Tuesday 20 April 2010

Britain's got Chlamidia

Britain's got history. Britain's got an inescapable charm that makes tourists gloss over the chavs, late trains and cost of everything. And according to the Health Protection Agency, nearly 10% of Britain's got Chlamydia. But judging by the recurring nightmare of weekend TV, one thing I would be reluctant to say Britain has got, is talent. At this point I'd love to run through a list of the opening acts from last weekend; highlighting which ones shone, which ones burned the skin from my eardrums and which ones had suspiciously tear-jerking backstories. But the problem is, I just don't want to.

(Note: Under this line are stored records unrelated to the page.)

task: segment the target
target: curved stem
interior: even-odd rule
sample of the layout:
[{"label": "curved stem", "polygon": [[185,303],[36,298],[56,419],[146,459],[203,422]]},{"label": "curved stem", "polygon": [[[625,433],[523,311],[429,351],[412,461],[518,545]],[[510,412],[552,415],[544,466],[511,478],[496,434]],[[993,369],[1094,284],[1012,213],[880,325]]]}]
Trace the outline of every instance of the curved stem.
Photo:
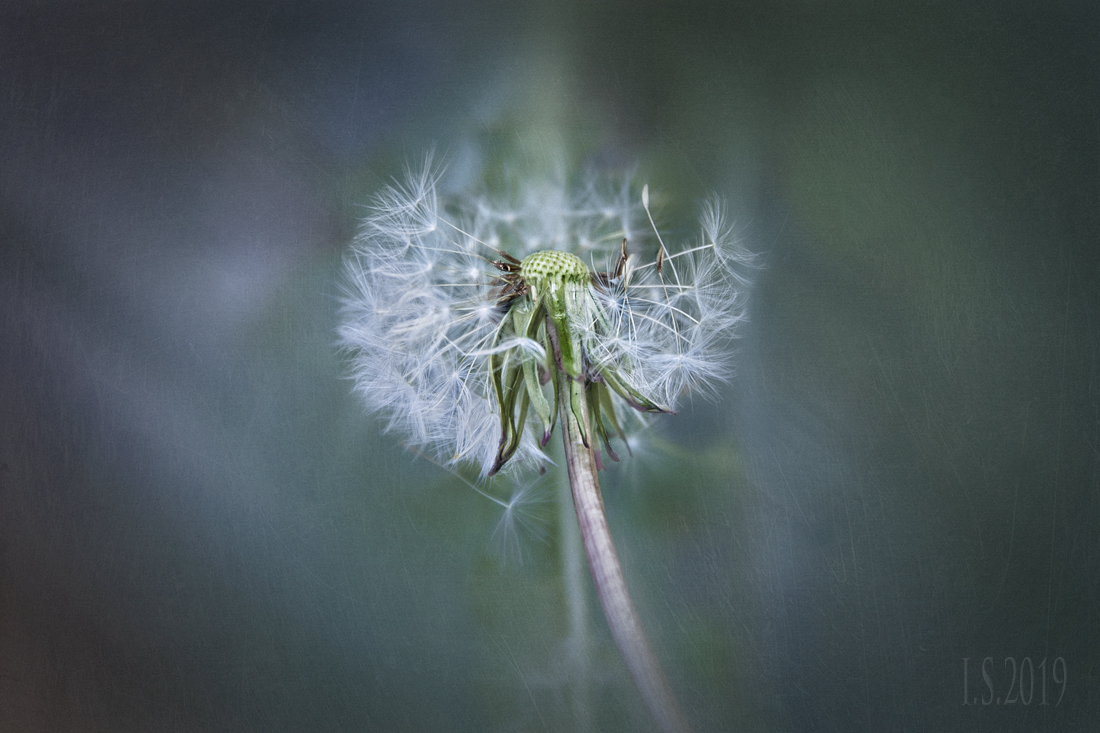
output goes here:
[{"label": "curved stem", "polygon": [[[556,378],[569,380],[563,372],[558,372]],[[569,483],[573,490],[573,506],[576,508],[576,522],[581,528],[584,553],[588,558],[588,570],[592,572],[600,603],[604,608],[607,625],[610,626],[612,637],[634,677],[635,685],[638,686],[638,691],[641,692],[642,700],[661,730],[666,733],[686,733],[690,731],[688,721],[661,672],[660,665],[649,646],[649,639],[646,638],[641,620],[623,578],[618,554],[612,543],[607,517],[604,514],[604,500],[600,494],[595,457],[592,455],[592,448],[584,445],[583,436],[592,436],[593,433],[591,429],[581,429],[571,408],[571,391],[568,385],[559,384],[559,387],[558,409],[564,428],[562,436],[565,441]],[[586,400],[580,401],[581,419],[588,423],[586,402]]]}]

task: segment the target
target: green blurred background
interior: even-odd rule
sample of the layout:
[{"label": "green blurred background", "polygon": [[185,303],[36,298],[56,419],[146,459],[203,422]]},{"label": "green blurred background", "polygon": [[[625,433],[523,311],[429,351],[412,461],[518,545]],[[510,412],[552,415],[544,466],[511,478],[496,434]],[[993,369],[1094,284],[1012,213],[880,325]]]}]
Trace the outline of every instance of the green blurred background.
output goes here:
[{"label": "green blurred background", "polygon": [[0,10],[0,731],[649,730],[556,479],[507,561],[341,379],[432,145],[760,253],[737,378],[604,475],[697,730],[1094,730],[1094,3],[517,6]]}]

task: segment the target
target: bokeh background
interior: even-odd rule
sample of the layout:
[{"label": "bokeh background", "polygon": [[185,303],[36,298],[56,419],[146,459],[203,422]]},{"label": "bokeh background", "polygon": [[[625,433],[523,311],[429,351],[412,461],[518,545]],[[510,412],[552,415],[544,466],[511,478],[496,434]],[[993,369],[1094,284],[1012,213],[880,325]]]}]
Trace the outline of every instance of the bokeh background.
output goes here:
[{"label": "bokeh background", "polygon": [[0,731],[648,730],[591,597],[563,653],[556,490],[503,558],[341,379],[432,145],[761,255],[737,378],[604,479],[697,730],[1097,730],[1100,11],[879,6],[6,3]]}]

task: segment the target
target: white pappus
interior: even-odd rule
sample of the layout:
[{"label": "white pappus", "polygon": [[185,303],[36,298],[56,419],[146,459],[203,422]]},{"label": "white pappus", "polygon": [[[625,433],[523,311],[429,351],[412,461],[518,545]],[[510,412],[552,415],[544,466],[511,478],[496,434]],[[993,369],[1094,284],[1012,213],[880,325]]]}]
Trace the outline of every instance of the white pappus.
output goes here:
[{"label": "white pappus", "polygon": [[669,248],[648,186],[438,187],[429,160],[377,194],[343,284],[354,390],[410,449],[482,478],[541,466],[556,391],[570,390],[597,460],[617,460],[612,439],[729,375],[752,258],[717,199]]}]

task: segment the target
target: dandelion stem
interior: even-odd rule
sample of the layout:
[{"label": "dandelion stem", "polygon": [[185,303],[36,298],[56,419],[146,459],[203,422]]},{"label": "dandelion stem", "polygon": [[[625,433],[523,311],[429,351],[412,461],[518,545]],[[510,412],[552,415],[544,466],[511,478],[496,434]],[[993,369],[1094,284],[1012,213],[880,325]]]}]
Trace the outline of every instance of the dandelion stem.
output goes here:
[{"label": "dandelion stem", "polygon": [[[557,374],[568,380],[563,372]],[[581,419],[588,422],[586,400],[581,400]],[[596,595],[604,609],[612,637],[623,655],[627,669],[650,714],[666,733],[686,733],[688,721],[680,711],[675,697],[653,656],[641,627],[641,620],[630,600],[630,593],[623,578],[623,567],[612,543],[604,514],[604,500],[600,493],[600,478],[596,474],[595,457],[592,448],[584,445],[581,425],[570,403],[570,390],[561,385],[558,390],[558,409],[561,413],[562,431],[565,444],[565,463],[569,467],[569,483],[573,490],[573,505],[576,522],[581,528],[581,540],[588,558],[588,570],[596,587]]]}]

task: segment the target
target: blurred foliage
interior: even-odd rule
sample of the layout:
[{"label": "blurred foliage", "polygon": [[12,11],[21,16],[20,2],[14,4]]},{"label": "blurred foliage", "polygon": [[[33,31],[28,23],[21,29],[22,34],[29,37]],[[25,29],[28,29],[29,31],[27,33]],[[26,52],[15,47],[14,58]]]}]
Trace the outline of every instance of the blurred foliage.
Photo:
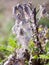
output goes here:
[{"label": "blurred foliage", "polygon": [[[0,21],[4,19],[4,16],[0,14]],[[6,33],[6,36],[2,36],[0,34],[0,62],[2,62],[5,58],[7,58],[11,53],[14,52],[15,48],[20,48],[21,45],[17,44],[17,39],[15,35],[12,34],[12,26],[14,25],[14,19],[9,19],[8,23],[5,25],[5,29],[1,31],[1,33],[4,31]],[[39,24],[46,25],[49,28],[49,19],[48,18],[41,18],[39,21]],[[41,31],[41,29],[39,29]],[[4,34],[3,34],[4,35]],[[49,35],[48,35],[49,38]],[[35,51],[38,51],[38,48],[35,47],[35,44],[32,40],[30,40],[28,45],[29,50],[32,54],[34,54],[33,58],[37,59],[38,56],[35,54]],[[35,52],[35,53],[34,53]],[[49,59],[49,42],[46,44],[46,52],[47,54],[40,55],[41,59]],[[25,62],[26,65],[28,65],[27,61]],[[47,64],[49,65],[49,64]]]},{"label": "blurred foliage", "polygon": [[42,24],[43,26],[47,26],[49,28],[49,18],[41,18],[39,24]]}]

I've seen enough Big Brothers, X-Factors and Fame Academies to realise that sitting down to watch another one would be like tracking down a previous mugger and offering him a hammer. And then telling him he's got gay shoes. All these shows do is highlight the reason we have celebrities, actors and rockstars instead of listening to the guy down the street with the guitar - your average, common or garden citizen is boring as shit. Actually I take that back - judging by a few episodes of CSI and Bones in which lumps of shit were used to extract vital forensic clues, shit is at least interesting enough to write an episode centering around it. Whereas judging by the steady stream of nonentities pouring out of reality TV these days, average people are the precise demographic the production companies fail to attract. After all, I often find myself sitting in a pub surrounded by tables full of normal people, and while I don't want to go over and engage them in idle chit chat, I don't want to punch them in the face until one of us starts bleeding either. Unless of course, they're one of those people. The ones who are either talking loudly about nothing or "amusing" their "friends" with their "wacky antics." In other words, your average reality TV participant. Admittedly, there's something voyeuristically satisfying about locking them all in together somewhere and watching them annoy each other instead of us, but without dropping weapons and exacerbating grafitti into the arena (as I dream of someday being able to call it), I just don't see the point. Anyway, you'll have to excuse me for now. There's a man with a hammer at my door again, nodding suggestively at the bloodstained meat-tenderiser in his fist.